A Financial Information Statement, often referred to as an FIS, is a document typically required by courts in family law cases. An FIS is a document that clients must complete that detail their monthly expenses. For example, parties must disclose their monthly income, expenses related to mortgage or rent, insurance, utilities, food, clothing, and debts, such as credit card debts. Courts use parties’ FIS when determining things such as child support and spousal maintenance.

  1. Inventory and Appraisement

Parties will also need to complete an Inventory and Appraisement, oftentimes referred to as an Inventory, during their divorce. An Inventory is typically a spreadsheet with all the assets owned by the parties, including both community property and separate property assets. Each asset should have a purported value associated with that asset. The Inventory will also include all the debts the parties have, including home mortgages, car loans and credit card debt. An Inventory is then used by the parties or by the court to divide the estate in a just and equitable manner. Once the inventory has been completed by a party, he or she must verify it under oath and in front of a notary.

  1. Mediation for Final

In addition to attending mediation for Temporary Orders, parties must attend mediation before they can request a court date to decide their case on final. The mediation for final will look very similar to the mediation for temporary with the parties separated into different rooms and the mediator going back and forth between the rooms in the hopes of reaching an agreement.

Most divorces end in mediation. Parties often do not want a judge or, rarely, a jury deciding important life issues for them, such as where their children live, who gets to make decisions regarding their children, and how their estate should be divided.

If the parties come to an agreement, the mediator will draft the Mediated Settlement Agreement. All the parties and attorneys will sign the Mediated Settlement Agreement before it is filed with the Court. Then, one of the attorneys will draft the final order, which is called the Agreed Final Decree of Divorce. The parties and the attorneys will sign the Agreed Final Decree of Divorce before filing it with the court. The Petitioner’s attorney and the Petitioner will then go to court to “prove-up” the divorce. A party can prove up a case sometimes by filing with the court what is called a Prove-Up Affidavit. A Prove-Up Affidavit is a document that asks basic questions related to the divorce, such as the parties, whether the party thinks the property agreement is just and equitable, and whether the agreed child provisions are in the child’s best interest. If the court accepts Prove-Up Affidavits, the Judge will review the Affidavit and the Agreed Final Decree of Divorce before signing the Decree. If the court does not accept Prove-Up Affidavits, the Petitioner and their attorney will need to appear before the court, either in person or on Zoom depending on the court’s rules and ask the same information they would have included in the Prove-Up Affidavit live in front of the judge. Once the judge hears the Petitioner’s testimony, the judge will review the Decree and sign it unless the Decree requires modification.

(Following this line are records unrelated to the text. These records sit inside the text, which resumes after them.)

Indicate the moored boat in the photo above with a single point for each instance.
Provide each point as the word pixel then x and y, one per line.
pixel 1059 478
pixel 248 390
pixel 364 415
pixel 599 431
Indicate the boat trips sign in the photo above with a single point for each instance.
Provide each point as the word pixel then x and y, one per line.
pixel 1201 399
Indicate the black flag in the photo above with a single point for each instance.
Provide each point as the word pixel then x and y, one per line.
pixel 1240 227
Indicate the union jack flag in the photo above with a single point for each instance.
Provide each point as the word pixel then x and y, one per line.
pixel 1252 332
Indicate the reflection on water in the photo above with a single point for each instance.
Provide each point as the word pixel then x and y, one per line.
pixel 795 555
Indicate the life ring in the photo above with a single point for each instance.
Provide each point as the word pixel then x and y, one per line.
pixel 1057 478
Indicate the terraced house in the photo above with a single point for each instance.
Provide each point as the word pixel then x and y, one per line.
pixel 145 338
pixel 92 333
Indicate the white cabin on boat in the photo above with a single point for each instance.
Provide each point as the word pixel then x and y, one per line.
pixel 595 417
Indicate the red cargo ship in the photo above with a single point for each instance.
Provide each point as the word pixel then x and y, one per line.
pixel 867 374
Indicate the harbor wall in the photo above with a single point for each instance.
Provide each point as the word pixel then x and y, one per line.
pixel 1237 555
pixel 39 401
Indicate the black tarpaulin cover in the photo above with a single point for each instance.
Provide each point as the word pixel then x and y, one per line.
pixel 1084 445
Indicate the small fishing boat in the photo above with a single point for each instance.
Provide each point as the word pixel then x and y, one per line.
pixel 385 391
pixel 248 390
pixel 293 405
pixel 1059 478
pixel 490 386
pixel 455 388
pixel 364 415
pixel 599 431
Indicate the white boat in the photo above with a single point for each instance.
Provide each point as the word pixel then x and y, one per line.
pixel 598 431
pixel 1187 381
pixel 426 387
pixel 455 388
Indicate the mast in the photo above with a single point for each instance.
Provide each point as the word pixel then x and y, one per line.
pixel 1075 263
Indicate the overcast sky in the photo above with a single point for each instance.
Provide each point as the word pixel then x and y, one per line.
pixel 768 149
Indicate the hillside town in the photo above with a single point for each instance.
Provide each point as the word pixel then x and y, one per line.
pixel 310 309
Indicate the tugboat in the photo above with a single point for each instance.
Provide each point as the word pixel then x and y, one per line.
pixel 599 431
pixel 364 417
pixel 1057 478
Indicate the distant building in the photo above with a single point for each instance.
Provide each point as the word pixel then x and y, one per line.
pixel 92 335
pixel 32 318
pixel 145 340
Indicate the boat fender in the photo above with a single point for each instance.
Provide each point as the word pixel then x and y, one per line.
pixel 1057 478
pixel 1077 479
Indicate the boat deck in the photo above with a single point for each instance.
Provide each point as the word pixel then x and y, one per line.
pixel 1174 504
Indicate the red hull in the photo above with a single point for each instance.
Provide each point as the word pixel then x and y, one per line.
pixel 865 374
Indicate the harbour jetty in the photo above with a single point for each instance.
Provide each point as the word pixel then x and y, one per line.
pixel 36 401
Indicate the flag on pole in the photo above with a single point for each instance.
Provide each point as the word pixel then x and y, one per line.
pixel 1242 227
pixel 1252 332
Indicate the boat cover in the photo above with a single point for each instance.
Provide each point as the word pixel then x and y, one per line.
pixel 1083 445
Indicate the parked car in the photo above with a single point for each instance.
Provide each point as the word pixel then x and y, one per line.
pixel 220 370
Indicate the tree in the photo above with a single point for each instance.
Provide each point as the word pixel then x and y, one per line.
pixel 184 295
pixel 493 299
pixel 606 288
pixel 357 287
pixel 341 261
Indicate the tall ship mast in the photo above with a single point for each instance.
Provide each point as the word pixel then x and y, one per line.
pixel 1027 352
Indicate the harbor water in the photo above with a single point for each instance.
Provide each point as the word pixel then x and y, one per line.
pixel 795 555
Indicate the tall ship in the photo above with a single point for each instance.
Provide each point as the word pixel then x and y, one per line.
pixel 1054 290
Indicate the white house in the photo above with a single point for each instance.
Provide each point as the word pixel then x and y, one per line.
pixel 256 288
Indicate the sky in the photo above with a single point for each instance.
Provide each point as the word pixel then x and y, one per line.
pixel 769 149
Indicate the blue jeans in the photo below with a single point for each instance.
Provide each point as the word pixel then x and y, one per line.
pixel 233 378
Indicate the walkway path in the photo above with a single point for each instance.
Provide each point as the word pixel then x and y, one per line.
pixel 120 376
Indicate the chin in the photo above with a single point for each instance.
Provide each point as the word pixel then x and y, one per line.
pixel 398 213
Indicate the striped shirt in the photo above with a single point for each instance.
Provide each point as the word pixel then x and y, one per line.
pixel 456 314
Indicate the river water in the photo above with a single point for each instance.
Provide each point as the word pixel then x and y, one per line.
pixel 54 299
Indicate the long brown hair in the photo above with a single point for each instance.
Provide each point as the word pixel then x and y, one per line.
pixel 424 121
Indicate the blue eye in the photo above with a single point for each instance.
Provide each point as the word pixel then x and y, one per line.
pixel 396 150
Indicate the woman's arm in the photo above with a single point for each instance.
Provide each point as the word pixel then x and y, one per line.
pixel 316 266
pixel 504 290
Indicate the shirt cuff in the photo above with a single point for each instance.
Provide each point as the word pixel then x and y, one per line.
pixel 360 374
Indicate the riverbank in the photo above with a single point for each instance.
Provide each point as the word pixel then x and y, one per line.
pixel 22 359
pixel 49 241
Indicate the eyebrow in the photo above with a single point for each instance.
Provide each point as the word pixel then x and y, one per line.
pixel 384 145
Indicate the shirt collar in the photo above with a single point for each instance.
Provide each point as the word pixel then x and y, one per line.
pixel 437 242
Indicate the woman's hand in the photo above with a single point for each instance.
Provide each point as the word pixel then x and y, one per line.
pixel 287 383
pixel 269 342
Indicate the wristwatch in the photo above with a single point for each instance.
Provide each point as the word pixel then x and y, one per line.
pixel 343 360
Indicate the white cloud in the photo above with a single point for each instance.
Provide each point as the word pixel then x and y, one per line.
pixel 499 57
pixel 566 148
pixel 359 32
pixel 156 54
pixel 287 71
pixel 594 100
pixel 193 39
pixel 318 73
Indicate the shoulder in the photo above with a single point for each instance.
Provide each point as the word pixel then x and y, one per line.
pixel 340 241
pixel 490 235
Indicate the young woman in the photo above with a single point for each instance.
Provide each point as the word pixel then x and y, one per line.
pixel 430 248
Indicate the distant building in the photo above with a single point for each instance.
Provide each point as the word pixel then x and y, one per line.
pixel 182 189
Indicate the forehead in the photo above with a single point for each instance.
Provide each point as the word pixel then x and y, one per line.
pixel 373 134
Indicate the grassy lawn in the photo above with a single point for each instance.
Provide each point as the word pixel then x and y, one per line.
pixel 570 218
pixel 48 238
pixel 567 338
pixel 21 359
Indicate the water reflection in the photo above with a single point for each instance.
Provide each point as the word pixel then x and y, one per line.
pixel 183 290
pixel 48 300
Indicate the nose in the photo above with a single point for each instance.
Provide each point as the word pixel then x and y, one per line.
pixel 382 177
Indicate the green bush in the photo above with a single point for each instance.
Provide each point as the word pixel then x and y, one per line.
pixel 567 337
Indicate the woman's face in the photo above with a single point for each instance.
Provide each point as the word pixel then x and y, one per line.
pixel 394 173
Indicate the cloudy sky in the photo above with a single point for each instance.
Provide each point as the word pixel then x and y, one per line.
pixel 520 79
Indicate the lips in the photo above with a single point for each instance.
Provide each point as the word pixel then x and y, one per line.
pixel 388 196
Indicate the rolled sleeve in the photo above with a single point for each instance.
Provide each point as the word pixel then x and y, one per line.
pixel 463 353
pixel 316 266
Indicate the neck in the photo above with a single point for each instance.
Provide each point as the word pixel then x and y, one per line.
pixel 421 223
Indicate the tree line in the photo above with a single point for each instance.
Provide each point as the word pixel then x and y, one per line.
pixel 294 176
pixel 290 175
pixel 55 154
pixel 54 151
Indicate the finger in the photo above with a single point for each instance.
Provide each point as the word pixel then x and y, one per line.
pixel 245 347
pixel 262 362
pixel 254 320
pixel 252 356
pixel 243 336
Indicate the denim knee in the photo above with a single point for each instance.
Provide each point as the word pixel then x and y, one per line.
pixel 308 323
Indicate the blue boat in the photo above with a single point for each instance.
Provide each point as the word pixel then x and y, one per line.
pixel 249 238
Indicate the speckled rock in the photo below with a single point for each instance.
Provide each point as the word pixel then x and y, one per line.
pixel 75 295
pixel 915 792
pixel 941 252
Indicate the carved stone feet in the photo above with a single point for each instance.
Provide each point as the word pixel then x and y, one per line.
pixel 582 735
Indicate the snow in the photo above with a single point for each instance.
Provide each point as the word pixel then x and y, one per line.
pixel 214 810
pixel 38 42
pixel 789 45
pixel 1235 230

If the parties do not come to an agreement, the parties will move forward with scheduling a final trial.

  1. Final Trial

A party can have two types of final trials in their divorce: a jury trial or a bench trial. A jury trial is what most people think of when they think of a trial. A jury trial involves 12 jurors deciding the case. In family law, jury trials are not as common. A bench trial is the trial most common in divorce cases. A bench trial involves a judge hearing the case and then deciding the child and property issues. The Judge’s decision is given in what is called a rendition.

Following the rendition, one party’s attorney will draft the Final Decree of Divorce and send it to opposing counsel to review. Once the attorneys and the parties agree that the Final Decree of Divorce accurately reflects the rendition, the parties and the attorneys will sign the Decree and file it with the Court. Then, the Judge will review the order to ensure that the Decree is drafted correctly before signing the Order.